Steli Efti: My biggest recommendation is that people should try it. They should try having chat technology on their website or their app. They should try automation, but they should really be focused not just on tracking the numbers but looking at these things as experiments that need to be evaluated from 360 degrees.
Let’s say I have a website that has a lot of traffic, and I have a form people can fill out to request a demo or ask some questions. At the same time, I introduce a chat window and maybe we can get a qualification process going where a chatbot is asking a few questions and then prompting the user toward a demo.

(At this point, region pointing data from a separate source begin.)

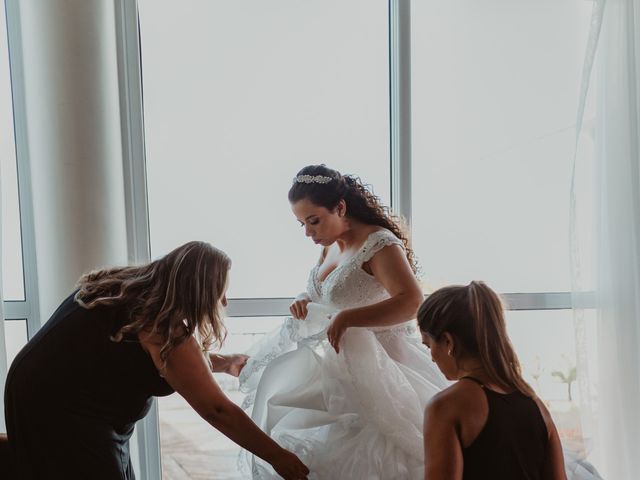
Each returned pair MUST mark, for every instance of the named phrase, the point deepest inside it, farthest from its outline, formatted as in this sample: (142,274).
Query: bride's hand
(298,308)
(230,364)
(289,466)
(336,330)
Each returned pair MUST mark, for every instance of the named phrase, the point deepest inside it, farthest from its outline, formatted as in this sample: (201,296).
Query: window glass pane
(15,337)
(494,102)
(546,344)
(237,99)
(191,448)
(12,273)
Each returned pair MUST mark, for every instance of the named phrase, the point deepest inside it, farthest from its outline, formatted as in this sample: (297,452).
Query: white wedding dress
(357,415)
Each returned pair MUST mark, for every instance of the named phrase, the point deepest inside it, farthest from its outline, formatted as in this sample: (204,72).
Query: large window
(17,262)
(495,91)
(266,88)
(12,269)
(243,94)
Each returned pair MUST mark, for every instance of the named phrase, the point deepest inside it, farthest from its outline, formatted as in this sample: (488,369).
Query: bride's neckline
(316,278)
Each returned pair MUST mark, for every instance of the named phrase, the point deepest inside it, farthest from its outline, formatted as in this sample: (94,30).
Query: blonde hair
(174,297)
(474,315)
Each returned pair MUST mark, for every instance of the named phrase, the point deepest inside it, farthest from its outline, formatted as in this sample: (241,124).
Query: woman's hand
(231,364)
(337,328)
(298,308)
(289,466)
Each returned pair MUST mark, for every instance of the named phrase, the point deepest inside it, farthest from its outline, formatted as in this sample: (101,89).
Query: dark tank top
(512,445)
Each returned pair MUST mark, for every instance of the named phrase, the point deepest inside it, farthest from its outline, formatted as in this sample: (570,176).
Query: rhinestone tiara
(312,179)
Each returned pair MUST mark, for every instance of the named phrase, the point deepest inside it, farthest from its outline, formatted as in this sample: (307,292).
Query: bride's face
(323,226)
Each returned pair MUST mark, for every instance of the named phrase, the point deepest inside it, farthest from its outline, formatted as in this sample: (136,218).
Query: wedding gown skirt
(356,415)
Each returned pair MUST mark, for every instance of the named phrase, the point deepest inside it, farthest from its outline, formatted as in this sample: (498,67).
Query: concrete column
(74,141)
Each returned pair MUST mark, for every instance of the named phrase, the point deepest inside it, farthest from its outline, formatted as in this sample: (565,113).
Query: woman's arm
(187,371)
(442,450)
(391,268)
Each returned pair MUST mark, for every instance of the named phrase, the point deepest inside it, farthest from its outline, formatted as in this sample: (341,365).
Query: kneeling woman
(490,424)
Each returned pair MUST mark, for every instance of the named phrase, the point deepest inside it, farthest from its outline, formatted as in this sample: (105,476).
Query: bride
(351,407)
(349,402)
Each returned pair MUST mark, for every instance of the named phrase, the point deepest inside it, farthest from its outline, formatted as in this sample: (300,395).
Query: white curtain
(606,233)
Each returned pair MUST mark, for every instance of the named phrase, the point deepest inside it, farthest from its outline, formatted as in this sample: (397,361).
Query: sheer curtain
(606,231)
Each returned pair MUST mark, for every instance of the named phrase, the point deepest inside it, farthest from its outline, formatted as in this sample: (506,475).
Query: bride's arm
(391,268)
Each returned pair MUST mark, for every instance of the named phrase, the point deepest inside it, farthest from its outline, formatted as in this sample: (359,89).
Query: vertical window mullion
(400,106)
(29,264)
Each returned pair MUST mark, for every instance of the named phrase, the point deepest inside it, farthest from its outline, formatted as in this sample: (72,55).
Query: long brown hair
(362,204)
(474,315)
(173,297)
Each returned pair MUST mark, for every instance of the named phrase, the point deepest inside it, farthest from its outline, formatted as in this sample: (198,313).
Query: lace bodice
(349,285)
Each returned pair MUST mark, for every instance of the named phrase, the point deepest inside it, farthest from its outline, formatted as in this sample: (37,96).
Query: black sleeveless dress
(72,397)
(513,443)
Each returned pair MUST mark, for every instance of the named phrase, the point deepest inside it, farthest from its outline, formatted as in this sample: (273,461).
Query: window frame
(29,308)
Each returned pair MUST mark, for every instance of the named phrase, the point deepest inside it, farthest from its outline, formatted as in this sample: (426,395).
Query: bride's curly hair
(362,204)
(172,297)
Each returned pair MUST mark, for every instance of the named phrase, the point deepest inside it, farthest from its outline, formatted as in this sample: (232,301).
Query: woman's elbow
(219,413)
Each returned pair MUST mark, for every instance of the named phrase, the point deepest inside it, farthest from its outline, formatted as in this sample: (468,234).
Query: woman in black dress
(490,424)
(75,391)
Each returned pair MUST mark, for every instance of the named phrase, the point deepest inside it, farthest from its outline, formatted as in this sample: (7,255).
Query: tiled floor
(191,448)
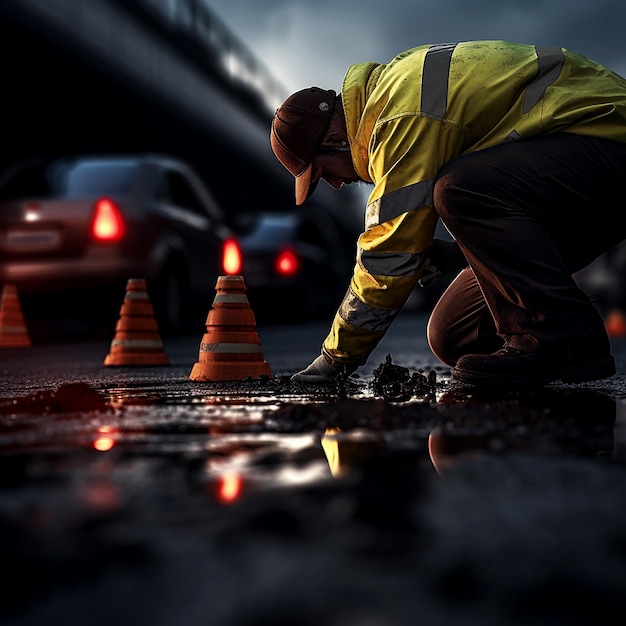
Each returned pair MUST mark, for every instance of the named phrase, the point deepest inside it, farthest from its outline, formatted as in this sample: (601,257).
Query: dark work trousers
(527,215)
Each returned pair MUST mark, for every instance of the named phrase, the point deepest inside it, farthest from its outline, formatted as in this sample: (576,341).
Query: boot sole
(579,373)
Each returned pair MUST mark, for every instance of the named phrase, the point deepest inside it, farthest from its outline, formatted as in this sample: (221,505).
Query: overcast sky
(312,42)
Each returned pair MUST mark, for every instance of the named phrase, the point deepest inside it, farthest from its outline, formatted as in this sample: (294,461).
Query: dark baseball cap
(298,128)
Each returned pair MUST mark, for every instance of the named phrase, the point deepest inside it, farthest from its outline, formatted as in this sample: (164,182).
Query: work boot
(584,358)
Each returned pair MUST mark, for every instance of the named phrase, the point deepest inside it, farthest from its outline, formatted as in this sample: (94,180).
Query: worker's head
(298,130)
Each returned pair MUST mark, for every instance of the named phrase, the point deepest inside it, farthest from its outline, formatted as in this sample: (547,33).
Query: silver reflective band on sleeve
(230,298)
(391,263)
(357,313)
(136,343)
(400,201)
(550,62)
(512,136)
(231,348)
(435,80)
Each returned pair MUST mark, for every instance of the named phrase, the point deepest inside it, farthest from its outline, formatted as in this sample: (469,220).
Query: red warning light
(231,257)
(229,487)
(287,262)
(107,224)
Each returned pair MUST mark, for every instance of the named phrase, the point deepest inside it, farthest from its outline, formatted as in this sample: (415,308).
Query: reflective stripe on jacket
(427,106)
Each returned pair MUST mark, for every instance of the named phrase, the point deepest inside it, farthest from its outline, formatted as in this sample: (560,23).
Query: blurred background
(135,144)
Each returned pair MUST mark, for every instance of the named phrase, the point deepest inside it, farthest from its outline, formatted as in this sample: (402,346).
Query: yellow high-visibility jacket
(427,106)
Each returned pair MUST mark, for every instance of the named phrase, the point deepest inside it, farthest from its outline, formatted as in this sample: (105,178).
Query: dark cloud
(312,42)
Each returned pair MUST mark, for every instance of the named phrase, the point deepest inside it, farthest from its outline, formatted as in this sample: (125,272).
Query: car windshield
(68,179)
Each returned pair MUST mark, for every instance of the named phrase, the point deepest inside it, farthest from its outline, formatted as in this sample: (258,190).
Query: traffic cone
(13,331)
(615,323)
(137,340)
(230,348)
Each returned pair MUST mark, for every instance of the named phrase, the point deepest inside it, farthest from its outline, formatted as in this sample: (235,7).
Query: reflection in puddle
(571,422)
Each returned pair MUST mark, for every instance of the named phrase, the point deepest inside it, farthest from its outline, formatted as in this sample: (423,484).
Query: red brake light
(107,224)
(232,262)
(287,263)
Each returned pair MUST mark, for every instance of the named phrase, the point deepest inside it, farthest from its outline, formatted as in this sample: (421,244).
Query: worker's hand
(442,258)
(322,372)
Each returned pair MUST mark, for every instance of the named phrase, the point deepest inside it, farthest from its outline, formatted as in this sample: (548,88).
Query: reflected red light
(231,257)
(287,263)
(106,440)
(229,487)
(107,224)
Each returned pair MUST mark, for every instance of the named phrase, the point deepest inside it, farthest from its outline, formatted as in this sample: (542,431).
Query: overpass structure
(118,76)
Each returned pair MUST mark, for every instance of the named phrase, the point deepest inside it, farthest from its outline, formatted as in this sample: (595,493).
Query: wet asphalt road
(134,495)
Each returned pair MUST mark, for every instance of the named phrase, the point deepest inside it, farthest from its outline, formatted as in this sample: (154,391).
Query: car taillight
(287,263)
(107,223)
(232,262)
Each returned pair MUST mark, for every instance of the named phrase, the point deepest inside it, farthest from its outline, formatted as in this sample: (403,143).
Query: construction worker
(520,151)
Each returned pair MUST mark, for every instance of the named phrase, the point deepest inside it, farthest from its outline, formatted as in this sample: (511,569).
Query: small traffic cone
(615,323)
(230,348)
(13,331)
(137,340)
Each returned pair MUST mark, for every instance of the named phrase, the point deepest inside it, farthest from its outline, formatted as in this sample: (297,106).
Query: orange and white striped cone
(13,331)
(137,340)
(230,349)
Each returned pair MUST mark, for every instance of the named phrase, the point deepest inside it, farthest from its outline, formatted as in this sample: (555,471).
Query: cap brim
(305,186)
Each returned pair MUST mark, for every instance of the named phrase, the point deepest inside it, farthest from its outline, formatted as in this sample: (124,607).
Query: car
(74,229)
(298,260)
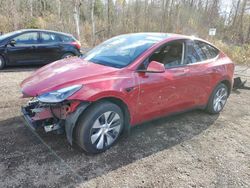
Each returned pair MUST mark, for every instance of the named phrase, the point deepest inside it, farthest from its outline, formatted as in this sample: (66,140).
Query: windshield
(4,36)
(122,50)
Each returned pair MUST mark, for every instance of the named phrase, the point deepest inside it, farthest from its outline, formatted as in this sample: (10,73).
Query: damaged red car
(125,81)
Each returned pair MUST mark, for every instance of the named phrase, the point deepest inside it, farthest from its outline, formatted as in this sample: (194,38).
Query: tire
(217,99)
(2,62)
(96,131)
(67,55)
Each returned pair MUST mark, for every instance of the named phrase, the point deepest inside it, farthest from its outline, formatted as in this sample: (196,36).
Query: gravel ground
(193,149)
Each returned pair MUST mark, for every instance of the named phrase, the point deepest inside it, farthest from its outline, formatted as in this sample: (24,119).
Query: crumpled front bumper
(35,117)
(29,122)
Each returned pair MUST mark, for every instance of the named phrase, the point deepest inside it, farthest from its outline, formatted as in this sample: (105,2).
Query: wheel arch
(71,121)
(228,84)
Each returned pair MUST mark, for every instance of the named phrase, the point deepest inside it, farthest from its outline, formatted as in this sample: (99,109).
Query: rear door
(199,58)
(49,47)
(24,51)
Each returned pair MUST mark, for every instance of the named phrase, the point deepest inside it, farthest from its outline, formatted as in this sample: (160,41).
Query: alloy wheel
(105,129)
(220,99)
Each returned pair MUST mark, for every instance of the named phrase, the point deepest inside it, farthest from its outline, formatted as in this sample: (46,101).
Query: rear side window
(66,38)
(209,51)
(49,38)
(27,38)
(193,54)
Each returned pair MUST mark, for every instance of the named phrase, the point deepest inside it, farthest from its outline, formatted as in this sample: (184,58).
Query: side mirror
(12,42)
(154,67)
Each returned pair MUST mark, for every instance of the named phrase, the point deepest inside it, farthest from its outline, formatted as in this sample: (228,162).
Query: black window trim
(175,66)
(49,33)
(207,60)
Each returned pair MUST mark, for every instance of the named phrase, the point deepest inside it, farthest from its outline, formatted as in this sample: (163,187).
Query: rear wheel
(99,127)
(218,99)
(2,62)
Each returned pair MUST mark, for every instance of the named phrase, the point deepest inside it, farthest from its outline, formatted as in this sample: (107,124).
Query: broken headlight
(59,95)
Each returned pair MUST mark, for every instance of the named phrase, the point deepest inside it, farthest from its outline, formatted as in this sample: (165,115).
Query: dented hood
(61,74)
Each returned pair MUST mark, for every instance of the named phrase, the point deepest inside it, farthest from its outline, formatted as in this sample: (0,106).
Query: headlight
(59,95)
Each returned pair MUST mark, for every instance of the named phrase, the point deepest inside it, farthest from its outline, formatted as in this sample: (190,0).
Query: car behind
(33,46)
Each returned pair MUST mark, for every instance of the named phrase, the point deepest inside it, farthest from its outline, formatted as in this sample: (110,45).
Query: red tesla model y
(124,81)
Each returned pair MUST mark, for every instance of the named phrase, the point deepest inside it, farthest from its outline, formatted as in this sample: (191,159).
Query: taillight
(77,44)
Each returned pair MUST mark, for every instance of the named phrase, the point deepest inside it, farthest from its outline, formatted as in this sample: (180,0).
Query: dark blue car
(33,46)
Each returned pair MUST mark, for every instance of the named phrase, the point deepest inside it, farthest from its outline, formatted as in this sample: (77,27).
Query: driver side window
(27,38)
(171,54)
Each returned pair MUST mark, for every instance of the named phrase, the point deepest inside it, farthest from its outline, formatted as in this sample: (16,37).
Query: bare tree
(77,17)
(93,21)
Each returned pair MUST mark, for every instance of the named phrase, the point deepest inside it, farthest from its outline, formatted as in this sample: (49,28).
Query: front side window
(27,38)
(170,54)
(122,50)
(66,38)
(49,38)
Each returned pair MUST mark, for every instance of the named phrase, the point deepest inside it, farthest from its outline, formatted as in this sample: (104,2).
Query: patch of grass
(239,54)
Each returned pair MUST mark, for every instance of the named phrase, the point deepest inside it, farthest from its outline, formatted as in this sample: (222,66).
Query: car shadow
(25,68)
(144,140)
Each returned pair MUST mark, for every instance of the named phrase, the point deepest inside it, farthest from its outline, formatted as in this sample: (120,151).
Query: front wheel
(99,127)
(218,99)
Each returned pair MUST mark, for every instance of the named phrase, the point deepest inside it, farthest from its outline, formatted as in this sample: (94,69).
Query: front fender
(71,120)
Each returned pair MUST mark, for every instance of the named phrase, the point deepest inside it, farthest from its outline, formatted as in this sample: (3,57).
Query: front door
(164,93)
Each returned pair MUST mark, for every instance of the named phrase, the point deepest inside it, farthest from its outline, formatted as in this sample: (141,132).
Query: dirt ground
(193,149)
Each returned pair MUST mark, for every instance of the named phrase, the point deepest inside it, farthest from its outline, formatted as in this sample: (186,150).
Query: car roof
(43,30)
(163,36)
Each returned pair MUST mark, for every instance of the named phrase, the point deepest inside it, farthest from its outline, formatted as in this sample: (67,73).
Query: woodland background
(92,21)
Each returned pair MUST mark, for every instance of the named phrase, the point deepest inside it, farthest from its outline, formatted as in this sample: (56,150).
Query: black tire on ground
(95,116)
(67,55)
(220,90)
(2,62)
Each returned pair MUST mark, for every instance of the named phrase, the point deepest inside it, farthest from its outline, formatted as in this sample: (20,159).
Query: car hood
(61,74)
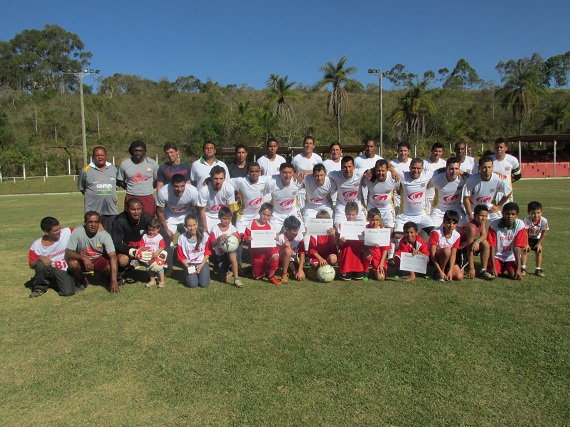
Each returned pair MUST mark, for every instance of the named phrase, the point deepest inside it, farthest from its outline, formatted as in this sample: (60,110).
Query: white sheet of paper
(263,239)
(377,235)
(318,226)
(411,262)
(352,230)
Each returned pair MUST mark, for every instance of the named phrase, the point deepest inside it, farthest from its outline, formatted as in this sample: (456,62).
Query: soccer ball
(230,245)
(326,273)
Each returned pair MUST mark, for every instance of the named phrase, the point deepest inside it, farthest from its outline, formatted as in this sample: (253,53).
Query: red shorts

When you try this out, it’s really important to track the numbers but also to check in with the sales team a month later and ask: “How are the leads we send you through the chatbot different than the leads that come through the form? Have you seen any kind of quality issues? Has that interrupted your workflow because of the way that we send them to you?” It’s crucial to understand how the sales team feels about this and what kind of stories they have to tell.
You also have to come at it from a visitor angle; you should actually survey people who visit and exit your website about their experience with chat. I’ve heard many, many times about people going to a site, interacting with a chat widget, and not being happy with it. I had this experience myself, and to me, it’s not the chat window, or the bot necessarily; it’s the way it’s implemented.
A lot of times, we as an industry get overly excited about a new technology, but we’re not mindful about the implementation of the software. “Nobody is converting on our website. Let’s just use an A/B testing tool, and all our problems will be solved.” That’s not actually true, because you don’t have your value proposition or your ideal customer figured out. Your traffic is really poor. No matter how many A/B tests you run, you have fundamental issues.
Attaching AI to anything in SaaS is the new thing that everybody thinks is going to solve their problems. No, it’s not. It’s a tool, and if you use a tool in the right context it might help tremendously. But it also might not make a big difference. You have to test to figure it out. I see too many chat apps – too many bots – implemented in a way that’s not thoughtful, and then generating results that are not successful. Those tools are awesome, and hopefully they help increase customer intimacy, which is a thing that I care deeply about. But I would also warn people about getting overly excited about the tool. You missing a tool is never the reason why something isn’t working. It can advance or improve something that’s already working, but it usually will not fix something that’s broken.